Will we face inflation; will we face deflation? What is going to be the result of the monetary printing press running full speed on and on?

We can find experts in both the deflationary and inflationary camps. Upon reading, they can both “sound” right. Personally, I think we are in uncharted territory.

Demand for gold and silver has been falling for the last few years.  After reaching highs of above $1900/oz and almost $50/0z, respectively during 2011, gold and silver futures recently traded as low as less than 1150/oz for gold and below $15/oz on silver. Both metals have rebounded minimally to date.

Demand for crude oil saw oil priced at over $100/bl as recent as late summer of this year but today, as I write this post, it is well below $60/bl.

The precipitous fall in precious metals started before the outright collapse in oil.
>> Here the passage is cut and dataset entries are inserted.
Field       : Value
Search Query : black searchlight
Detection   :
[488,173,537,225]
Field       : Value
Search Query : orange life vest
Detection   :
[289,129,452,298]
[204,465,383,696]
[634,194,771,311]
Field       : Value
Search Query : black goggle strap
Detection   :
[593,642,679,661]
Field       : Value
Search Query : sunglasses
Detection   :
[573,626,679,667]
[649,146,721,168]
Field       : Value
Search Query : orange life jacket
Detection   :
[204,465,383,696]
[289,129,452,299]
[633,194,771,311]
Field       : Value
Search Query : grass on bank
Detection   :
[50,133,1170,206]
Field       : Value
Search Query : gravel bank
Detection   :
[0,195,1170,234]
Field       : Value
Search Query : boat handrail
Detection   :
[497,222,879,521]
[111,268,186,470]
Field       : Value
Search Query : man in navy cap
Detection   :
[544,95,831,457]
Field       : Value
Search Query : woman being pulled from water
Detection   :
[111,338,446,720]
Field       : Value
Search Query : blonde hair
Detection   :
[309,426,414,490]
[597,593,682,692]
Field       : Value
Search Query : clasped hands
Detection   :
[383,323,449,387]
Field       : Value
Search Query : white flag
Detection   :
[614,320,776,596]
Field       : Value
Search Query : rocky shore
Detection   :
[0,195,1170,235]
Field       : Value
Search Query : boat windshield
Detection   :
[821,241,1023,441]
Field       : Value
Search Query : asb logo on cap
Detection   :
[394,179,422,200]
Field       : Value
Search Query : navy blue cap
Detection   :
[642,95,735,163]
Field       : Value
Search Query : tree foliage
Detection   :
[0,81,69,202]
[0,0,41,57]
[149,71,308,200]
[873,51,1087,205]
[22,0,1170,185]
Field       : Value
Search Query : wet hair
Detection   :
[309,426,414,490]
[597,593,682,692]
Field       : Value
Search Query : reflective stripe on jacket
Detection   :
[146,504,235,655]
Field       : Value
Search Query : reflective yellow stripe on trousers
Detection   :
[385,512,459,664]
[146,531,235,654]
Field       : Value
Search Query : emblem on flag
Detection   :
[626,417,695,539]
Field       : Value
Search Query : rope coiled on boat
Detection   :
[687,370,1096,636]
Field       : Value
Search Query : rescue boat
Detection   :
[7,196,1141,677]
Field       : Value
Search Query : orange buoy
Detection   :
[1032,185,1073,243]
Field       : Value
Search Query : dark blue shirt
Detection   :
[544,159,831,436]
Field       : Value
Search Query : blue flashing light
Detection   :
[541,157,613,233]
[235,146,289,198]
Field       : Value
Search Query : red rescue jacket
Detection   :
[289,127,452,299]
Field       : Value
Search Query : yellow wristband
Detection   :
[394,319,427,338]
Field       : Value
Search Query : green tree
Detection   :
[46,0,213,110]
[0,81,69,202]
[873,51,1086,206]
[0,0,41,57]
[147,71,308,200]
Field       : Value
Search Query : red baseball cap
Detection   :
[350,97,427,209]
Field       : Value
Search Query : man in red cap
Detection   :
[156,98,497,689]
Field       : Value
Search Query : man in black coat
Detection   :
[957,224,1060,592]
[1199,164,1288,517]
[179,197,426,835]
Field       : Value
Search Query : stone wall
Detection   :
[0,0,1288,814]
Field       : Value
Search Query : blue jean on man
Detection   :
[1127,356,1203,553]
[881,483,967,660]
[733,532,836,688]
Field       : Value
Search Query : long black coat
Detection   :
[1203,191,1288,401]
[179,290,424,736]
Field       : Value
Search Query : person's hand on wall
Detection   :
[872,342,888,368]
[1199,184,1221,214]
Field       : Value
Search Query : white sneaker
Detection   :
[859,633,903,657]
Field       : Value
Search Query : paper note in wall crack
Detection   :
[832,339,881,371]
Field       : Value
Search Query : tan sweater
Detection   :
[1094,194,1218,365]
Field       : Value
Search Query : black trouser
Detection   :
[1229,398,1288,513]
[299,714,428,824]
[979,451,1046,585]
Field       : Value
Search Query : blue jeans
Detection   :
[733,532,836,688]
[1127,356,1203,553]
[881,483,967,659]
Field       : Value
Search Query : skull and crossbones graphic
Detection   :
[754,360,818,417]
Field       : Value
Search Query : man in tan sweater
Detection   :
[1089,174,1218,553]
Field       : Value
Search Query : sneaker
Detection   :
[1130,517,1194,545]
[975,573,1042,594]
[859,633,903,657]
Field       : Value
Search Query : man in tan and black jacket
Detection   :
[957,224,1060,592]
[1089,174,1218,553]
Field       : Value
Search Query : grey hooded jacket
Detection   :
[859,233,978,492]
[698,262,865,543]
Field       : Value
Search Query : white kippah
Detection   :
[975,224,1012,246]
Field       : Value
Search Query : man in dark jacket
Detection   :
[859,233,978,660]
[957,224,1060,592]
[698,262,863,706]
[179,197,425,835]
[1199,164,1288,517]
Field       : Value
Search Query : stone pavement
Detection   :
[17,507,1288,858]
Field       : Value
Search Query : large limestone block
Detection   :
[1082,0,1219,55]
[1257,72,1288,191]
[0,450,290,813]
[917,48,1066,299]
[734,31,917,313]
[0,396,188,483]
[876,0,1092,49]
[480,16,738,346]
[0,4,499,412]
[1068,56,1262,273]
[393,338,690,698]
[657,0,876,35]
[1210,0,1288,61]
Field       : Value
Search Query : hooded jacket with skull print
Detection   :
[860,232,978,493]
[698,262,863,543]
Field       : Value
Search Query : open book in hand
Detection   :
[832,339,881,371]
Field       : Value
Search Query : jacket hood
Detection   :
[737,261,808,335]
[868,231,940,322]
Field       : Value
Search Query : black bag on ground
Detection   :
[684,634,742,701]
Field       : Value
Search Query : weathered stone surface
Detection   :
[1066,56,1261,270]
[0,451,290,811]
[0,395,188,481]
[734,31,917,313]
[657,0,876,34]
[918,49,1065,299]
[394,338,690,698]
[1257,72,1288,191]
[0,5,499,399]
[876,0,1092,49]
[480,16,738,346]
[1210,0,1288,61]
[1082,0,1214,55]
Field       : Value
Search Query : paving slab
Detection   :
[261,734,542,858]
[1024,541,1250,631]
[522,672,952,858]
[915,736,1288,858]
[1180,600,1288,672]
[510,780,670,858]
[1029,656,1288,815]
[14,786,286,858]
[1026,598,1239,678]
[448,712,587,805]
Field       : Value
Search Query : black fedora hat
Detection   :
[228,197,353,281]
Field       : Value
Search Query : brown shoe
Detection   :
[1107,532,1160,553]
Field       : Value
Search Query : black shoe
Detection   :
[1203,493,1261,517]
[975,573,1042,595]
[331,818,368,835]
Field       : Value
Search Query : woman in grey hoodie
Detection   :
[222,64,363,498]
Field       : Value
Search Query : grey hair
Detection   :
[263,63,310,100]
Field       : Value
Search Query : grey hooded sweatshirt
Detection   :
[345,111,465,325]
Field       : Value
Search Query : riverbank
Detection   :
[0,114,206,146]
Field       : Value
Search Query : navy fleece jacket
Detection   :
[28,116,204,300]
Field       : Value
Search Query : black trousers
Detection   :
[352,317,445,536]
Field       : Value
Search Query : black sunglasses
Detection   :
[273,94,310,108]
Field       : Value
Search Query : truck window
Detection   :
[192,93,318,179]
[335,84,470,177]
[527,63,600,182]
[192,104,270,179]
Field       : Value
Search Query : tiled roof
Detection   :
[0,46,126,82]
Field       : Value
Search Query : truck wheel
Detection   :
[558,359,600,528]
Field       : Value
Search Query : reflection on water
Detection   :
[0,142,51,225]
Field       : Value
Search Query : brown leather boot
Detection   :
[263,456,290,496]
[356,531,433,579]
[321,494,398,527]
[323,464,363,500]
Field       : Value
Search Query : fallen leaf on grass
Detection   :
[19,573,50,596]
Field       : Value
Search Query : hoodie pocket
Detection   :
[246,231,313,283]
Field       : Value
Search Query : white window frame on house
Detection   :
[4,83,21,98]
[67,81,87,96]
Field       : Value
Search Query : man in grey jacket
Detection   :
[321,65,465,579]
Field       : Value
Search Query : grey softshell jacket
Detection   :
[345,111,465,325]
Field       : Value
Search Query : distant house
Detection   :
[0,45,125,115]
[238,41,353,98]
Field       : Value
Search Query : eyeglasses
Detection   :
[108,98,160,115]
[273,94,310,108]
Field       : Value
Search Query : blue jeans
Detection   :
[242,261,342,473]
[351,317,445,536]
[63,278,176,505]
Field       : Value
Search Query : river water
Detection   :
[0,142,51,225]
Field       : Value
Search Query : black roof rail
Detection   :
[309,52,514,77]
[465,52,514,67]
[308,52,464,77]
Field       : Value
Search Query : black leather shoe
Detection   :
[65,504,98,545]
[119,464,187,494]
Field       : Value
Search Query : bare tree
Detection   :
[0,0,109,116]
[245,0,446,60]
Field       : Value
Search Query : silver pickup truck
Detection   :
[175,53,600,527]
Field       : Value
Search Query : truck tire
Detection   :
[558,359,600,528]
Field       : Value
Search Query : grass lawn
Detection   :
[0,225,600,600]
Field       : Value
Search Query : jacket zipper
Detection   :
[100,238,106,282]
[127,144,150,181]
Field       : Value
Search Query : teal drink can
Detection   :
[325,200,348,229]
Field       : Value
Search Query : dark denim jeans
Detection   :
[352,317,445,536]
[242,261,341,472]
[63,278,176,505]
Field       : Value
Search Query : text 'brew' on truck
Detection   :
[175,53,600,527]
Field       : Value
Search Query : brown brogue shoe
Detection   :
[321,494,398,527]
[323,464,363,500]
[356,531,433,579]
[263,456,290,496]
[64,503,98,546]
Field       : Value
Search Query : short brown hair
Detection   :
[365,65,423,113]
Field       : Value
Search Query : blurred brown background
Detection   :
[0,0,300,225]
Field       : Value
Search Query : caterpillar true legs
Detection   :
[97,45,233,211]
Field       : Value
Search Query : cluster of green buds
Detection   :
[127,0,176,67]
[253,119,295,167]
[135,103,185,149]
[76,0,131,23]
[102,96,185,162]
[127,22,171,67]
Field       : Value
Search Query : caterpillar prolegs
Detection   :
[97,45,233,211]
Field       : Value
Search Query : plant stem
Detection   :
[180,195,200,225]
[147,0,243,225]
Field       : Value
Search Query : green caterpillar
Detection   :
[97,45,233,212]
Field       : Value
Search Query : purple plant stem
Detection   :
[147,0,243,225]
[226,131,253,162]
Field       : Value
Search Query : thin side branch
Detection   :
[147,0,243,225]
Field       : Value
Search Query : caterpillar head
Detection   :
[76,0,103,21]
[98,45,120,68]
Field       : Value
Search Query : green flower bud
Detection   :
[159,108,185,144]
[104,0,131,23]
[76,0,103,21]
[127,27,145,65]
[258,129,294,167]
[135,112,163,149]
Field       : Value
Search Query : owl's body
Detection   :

The oil and gas sector companies, and gold and silver miners have witnessed stock price collapses the likes of which most of us have never seen. Drilling companies in oil and gas are being decimated, stock-price-wise, as I write.

Many of these commodity companies are seeing their stocks trade at well, well, below their tangible equity per share. Are they buys, though?

A couple of things to consider from the risk analysis side  if you are looking at such companies include:

-commodity companies very likely have less ability to differentiate themselves from each other than non-commodity companies, but are largely dictated by commodity prices; that is, while comparative company performance is useful, company managers can do very little about the commodity price constraints beyond using hedging contracts.

-most commodity company assets are of a “fixed asset” composition (i.e. property, plant and equipment). These assets are illiquid (for example, a drilling company’s drilling rigs) and the monetary value of the rigs can be greatly impacted by the underlying commodity price.  (note, the discussion in my book, “Choose Stocks Wisely,” about my episodes with dry-bulk shippers in the latter part of Chapter 8).

Surely, the demand for oil and gold is not going to zero. However, there could very well be some serious consolidation among the ranks of energy companies and miners. Further, the companies with the most vulnerable balance sheets will be the first to go bankrupt, which is always the case, even if we are talking about the whole realm of stock market companies.

When demand rebounds, the strongest of these commodity companies will surely benefit. Stock prices of these sector-related companies are very, very low relative to where stock prices have been even recently. How low can they go? Whoever can answer that one can tell us where the commodity prices will bottom.

I know this; if I’m personally looking to buy any stocks in this arena, I’m definitely shopping for companies with strong liquidity and lesser debt relative to peers, giving me confidence in the ability to weather the storm and come out the other side smelling like a rose when the demand returns.